Agile Coach Approach

Agile/lean is driven by “business value.” The goal is to meet the customer’s value and quality objectives and to deliver as much value to the customer as they can consume, as quickly as possible, in the most efficient manner possible, in a sustainable way.

Getting there involves a transition from old to new ways of working. In between is the “neutral zone” in which people must come to embrace the changes: changes in organizational processes and approaches and changes in how work is done at the team level. It involves embracing new mindsets.

Successful transitions require teams to plan, attend to, and manage the entire transition journey. This includes sponsorship, stakeholder engagement, vision, messaging, status, impediments, and adjustments.

The agile coach is an important part of the transition plan. The coach is the interface between leadership, the transition team, and the teams going through the transition. In many ways, the agile coach is the face of the transition at the ground level: attending to processes, surfacing impediments, communicating the plan, developing and realizing the roadmap. (See Where to begin your transition to agile/lean)

The agile coach is always thinking about helping the organization and teams learn to drive their processes and flow from business value; they see that the value stream can be managed so that the organization is spending just enough effort to discover and deliver value quickly and sustainably.

The Practice of Coaching

Coaching is the practice of supporting individuals, teams, and an organization through the process of improving their ways of working. It differs from consulting, mentoring, and training; it involves more questioning and facilitating than doing particular tasks for the person or team or organization. It is more focused on process, discovery, transition, leadership, and mindset than it is on particular projects. The goal is to help the people to develop a new mindset, to acquire a new set of tools, and to make adjustments to processes and structures. The coach helps them gain confidence and effectiveness so that they can sustain the gains.

Agile coaches seek to build the capability of management, teams, and individuals so that they can quickly become self-sustaining. This involves ever-increasing competency in specific knowledge and skills. The end result is an organization that is well on its way in the transition to an enterprise with the foundation, direction, and process guidance to get there.

The agile coach may use any number of approaches depending on particular needs of the client: directive, Socratic, hands-on, or letting the team run.
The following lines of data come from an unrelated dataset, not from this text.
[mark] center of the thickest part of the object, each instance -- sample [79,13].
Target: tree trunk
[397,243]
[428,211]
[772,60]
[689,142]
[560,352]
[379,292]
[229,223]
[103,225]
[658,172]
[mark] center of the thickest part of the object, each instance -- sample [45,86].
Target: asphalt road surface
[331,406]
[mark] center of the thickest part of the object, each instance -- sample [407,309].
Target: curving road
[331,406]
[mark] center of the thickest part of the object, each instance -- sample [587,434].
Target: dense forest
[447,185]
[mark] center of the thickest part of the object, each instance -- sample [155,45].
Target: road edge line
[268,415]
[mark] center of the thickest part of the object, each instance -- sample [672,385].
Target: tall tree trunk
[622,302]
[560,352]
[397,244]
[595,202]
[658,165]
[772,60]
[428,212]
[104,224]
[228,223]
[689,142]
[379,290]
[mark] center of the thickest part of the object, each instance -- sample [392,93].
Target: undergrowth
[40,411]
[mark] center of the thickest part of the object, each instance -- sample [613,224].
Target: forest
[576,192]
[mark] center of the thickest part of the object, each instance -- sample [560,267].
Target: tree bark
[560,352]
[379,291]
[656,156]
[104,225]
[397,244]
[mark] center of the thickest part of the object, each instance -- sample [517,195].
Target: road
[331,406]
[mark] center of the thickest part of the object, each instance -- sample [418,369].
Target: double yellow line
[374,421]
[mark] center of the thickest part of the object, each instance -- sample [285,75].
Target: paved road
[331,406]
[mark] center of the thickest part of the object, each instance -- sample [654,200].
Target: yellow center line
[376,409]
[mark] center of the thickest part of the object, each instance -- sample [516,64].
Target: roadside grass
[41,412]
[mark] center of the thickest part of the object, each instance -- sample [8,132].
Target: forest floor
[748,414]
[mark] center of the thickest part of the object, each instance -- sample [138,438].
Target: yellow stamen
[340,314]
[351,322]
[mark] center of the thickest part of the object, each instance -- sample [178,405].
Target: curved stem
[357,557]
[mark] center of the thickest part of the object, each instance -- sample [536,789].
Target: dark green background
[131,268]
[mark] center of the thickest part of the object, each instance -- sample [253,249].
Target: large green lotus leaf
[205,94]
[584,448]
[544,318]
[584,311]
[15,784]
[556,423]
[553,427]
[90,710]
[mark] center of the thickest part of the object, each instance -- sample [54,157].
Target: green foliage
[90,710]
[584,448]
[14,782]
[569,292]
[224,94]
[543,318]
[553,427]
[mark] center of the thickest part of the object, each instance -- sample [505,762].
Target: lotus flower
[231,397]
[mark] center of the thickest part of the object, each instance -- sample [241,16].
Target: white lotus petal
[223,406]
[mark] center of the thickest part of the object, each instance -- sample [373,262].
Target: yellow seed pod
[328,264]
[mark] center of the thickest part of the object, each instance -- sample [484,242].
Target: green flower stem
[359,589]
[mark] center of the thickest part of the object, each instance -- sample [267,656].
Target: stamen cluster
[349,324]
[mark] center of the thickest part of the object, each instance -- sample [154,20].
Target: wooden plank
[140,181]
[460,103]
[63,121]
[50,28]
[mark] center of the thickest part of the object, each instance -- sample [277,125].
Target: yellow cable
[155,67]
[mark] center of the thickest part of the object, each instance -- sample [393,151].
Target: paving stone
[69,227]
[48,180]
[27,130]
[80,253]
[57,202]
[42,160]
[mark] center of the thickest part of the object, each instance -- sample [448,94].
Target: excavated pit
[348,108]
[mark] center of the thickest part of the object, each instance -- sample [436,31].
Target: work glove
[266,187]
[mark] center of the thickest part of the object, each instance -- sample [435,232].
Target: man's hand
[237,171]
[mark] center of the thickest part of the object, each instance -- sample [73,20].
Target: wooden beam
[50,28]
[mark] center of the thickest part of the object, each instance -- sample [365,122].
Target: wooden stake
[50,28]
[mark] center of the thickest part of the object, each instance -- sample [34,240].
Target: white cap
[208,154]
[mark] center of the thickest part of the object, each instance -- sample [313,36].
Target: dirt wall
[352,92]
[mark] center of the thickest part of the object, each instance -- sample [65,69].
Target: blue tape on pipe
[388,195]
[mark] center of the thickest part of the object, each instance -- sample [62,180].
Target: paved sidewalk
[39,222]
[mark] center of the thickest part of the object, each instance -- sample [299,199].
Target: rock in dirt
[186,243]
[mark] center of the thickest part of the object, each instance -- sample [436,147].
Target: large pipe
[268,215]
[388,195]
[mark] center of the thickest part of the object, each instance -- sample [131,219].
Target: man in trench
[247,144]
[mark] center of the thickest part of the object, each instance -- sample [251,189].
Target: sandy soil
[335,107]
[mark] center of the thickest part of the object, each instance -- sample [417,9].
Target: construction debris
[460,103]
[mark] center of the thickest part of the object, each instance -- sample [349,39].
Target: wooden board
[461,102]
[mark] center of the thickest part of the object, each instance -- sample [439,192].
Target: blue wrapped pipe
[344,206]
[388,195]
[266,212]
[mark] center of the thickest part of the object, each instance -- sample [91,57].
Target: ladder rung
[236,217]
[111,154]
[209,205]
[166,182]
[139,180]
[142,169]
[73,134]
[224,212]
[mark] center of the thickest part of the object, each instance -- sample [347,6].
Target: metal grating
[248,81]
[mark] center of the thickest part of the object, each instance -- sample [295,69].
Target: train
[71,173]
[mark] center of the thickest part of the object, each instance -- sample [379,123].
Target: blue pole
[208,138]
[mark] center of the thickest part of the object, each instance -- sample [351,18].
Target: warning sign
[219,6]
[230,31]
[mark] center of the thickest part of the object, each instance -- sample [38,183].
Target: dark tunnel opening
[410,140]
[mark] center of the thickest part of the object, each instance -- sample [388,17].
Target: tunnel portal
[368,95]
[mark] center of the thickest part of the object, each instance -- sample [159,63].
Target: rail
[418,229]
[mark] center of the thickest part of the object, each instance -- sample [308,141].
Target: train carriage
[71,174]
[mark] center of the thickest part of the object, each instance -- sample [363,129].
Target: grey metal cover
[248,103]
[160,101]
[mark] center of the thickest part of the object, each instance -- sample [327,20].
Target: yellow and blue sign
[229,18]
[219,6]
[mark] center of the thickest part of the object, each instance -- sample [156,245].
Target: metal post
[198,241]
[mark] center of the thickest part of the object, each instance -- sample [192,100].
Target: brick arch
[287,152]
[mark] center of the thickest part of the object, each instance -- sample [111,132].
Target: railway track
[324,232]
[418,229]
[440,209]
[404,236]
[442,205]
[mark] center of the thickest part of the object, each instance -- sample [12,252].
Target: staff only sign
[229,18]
Every approach must be based on core principles:

  • Business value. Agile coaching helps organizations improve the flow of business value in their software development process. Everything is measured by increasing the flow of value. We employ agile principles and practices to address four facets of the value stream: management, the business, team delivery processes, and specific team technical practices.
  • Lean principles. Agile coaching is founded on lean principles as applied to software development. Management focuses on improving the flow of value across the whole value stream from idea to consumption. Teams eliminate waste and delay through better process, perfected testing, and pattern-based thinking. Teams may use an iterative agile approach, a kanban-based approach, or some hybrid as fits their situation.
  • Bias for action and learning. Agile coaching emphasizes continuous improvement and learning with a bias for “learning while doing.” Coaches help management to manage the transition and help the organization to close the gaps between knowing and doing.
  • Knowledge transfer. To become proficient and execute well, lean-agile requires people to develop the right mindset and gain skill in the practices. This is achieved through a combination of classroom-based, participatory training and on-the-job coaching. The right mix depends on the needs, availability, and culture of the teams.
  • Commitment to service. Coaching requires a strong commitment to service, continual introspection, and understanding about what coaching is. It requires concentrating on the person being coached and what they need to learn. Their rate of progress is not a reflection on you, the coach. The goal is for them to make some progress.